# Bug in der Firmware des Alice Modem WLAN 1121?



## PMvP (6. Oktober 2010)

Moin zusammen,

ich glaube einen Fehler entdeckt zu haben in der Firmware des Standard Alice Modems. Die meisten Alice Kunden werden wohl das WLAN 1121 haben. Aktuelle Firmware 4.257. Ich kann einen PC zusammenbauen, und weiß wie ich hier und da einiges ändere oder Fehler behebe, doch mit dem Thema Netwerktechnik und den damit verbundenen Begriffen von DNS, IPv4, MAC-Adresse & Co. kann ich leider nicht ganz so viel anfangen und bitte deshalb um eine Meinung zu meiner Theorie.

Vorgeschichte:
Es befinden sich im Einsatz: Ein Alice Modem WLAN 1121 mit einer Kabelverbindung zu einem Win7 64-bit Computer (Netzwerkanschluss über Intel 82578DC Gigabit Network Connection) auf dem Norton Internetsecurity läuft. Hinzu kommt ein iPhone 3G mit iOS 4.1 mit der neusten Version der Remote App.

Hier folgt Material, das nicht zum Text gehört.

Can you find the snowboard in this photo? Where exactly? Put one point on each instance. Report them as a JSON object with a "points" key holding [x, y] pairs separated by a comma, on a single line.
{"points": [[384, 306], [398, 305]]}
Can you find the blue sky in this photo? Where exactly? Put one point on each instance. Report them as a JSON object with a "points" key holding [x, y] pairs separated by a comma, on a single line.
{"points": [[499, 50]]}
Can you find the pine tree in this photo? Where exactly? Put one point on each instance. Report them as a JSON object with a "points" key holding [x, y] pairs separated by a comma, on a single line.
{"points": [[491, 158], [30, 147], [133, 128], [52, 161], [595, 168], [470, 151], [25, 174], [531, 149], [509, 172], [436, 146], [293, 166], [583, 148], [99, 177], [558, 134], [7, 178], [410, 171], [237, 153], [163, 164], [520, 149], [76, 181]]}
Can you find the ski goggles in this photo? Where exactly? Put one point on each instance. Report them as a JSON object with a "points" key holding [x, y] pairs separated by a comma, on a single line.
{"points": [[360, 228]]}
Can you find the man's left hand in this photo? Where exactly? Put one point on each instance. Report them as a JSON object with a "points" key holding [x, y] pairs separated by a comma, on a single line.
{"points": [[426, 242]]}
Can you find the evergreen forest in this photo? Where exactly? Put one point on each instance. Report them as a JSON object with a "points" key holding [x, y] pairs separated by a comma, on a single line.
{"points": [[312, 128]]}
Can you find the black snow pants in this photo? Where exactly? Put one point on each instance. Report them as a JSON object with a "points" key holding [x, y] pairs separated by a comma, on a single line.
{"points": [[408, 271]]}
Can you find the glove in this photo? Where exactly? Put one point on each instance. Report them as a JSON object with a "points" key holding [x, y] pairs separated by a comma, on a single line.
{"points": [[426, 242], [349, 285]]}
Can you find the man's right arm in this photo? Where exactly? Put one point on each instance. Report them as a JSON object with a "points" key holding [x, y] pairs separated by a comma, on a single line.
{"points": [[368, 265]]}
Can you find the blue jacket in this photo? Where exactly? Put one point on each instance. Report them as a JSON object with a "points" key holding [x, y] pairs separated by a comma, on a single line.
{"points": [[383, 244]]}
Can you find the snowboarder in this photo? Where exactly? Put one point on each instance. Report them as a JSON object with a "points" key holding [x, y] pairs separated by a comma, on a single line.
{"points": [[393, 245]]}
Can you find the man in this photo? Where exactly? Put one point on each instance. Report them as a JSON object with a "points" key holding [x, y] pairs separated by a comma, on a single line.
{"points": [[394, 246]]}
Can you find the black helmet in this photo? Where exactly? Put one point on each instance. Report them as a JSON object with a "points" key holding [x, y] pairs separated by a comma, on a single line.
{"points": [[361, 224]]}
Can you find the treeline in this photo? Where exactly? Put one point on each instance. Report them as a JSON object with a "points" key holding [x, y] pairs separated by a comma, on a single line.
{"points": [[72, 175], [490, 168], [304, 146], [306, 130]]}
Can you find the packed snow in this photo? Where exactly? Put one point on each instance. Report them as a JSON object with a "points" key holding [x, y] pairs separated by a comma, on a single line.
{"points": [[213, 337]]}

Was will ich eigentlich? Für diejenigen, die es nicht verwenden oder kein iPhone haben: Mittels der Remote App kann man innerhalb eines Netzwerkes eine Mediathek ansteuern und somit iTunes fernsteuern.
Wie sollte es funktionieren? Wenn iTunes auf besagtem PC offen ist und man die Remote App startet, verbindet das iPhone sich über das WLAN-Netz mit besagtem PC. In iTunes erscheint nebst Wiedergabelisten etc. in der Übersicht die Sparte Geräte und das iPhone innerhalb von 1-3 Sekunden als Remote. Hier ist ein entsprechender Code einzugeben um die Verbindung zu verifizieren, es sei denn man hat die Privatfreigabe eingerichtet - dann funktioniert es sofort.

Was ist mein Problem: Ich starte alles Ordnungsgemäß, aber in iTunes erscheint die Remote nicht. Ich habe deswegen zwei sehr lange Telefonate mit einem kompetenten Herrn bei Apple geführt. Mit ihm konnte ich den Fehler ausfindig machen.

Es ist nicht die Firewall, hier sind alle nötigen Freigaben erteilt.
Ebenso ist die gesamte Software korrekt installiert (einmal unter Anleitung komplett enfernt, inklusive aller Anhängsel und Dateien im Windowsordner).
Auch am iOS und der App liegt es nicht.

Grund: ein zweiter PC in diesem Haus funktioniert in diesem Punkt einwandfrei. Hier läuft Norton, jedoch WinXP, jedoch über einen zweiten Router.

Besagten zweiten Router von D-Link habe ich abgekabelt und zwischen das Alice Modem und meinen beschriebenen PC gehängt. --> Alles funktioniert einwandfrei.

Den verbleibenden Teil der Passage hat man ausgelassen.